5 Easy Ways to Lower Cholesterol

5 Easy Ways to Lower your Cholesterol

Cholesterol gets a bad press, but we do need some of it to manufacture cells, produce certain hormones and for digestion. What we don’t need though is too much of it! Specifically, we don’t want too much ‘bad’ cholesterol, because this ‘furs up’ the arteries, preventing healthy blood flow and making heart attacks and strokes more likely.

Leap to low fat

Up to a third of the cholesterol in your body comes from what you eat, so an essential step in lowering cholesterol is reducing the total amount of fat consumed.

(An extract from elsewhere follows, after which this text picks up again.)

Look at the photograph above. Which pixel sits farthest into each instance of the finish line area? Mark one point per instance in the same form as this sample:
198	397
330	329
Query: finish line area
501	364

Reducing saturated fat, found in animal products, is particularly important as it increases ‘bad’ cholesterol levels. Trans-fats also increase ‘bad’ cholesterol levels so should be avoided.However, unsaturated fat, found in avocado, sunflower and olive oil, seeds, walnuts and almonds, helps to lower cholesterol, so more of this in the diet is a good idea. Plant sterols from supplements can also reduce 'bad' cholesterol levels.

Fill up with fibre

Soluble fibre-rich foods such as porridge oats, lentils, beans and nuts, can help lower cholesterol. Soluble fibre binds to cholesterol, removing it from the body. Start the day with a bowl of porridge, snack on oatcakes, and add a portion of beans or lentils to a meal each day. A fibre supplement may help too. Fruits and vegetables are rich in soluble fibre and contain antioxidants needed to stop cholesterol creating fatty plaques that narrow, or ‘fur up’, the arteries.

Enjoy exercise

Exercise reduces levels of ‘bad’ cholesterol and increases ‘good’ cholesterol levels, and this is what the body wants. I recommend at least 30 minutes of moderately intensive exercise, at least five days a week.

Go for garlic

Garlic may help to lower cholesterol, make blood less likely to clot and lower blood pressure. All these effects can help keep the heart and circulation healthy. Although the debate continues about just how beneficial garlic is with regards to lowering cholesterol, it’s worthy of consideration. It’s unlikely to do any harm, and may well do a great deal of good.

Opt for omega 3

The body can’t make essential fatty acids, so our diet or a supplement needs to provide them. By lowering cholesterol, lowering blood pressure, making blood less likely to clot and preventing irregular heart rhythms, they protect the heart and circulation. Oily fish are a rich source of omega 3 and one or two portions a week are recommended. If preferred, omega 3 is found in good quality supplements.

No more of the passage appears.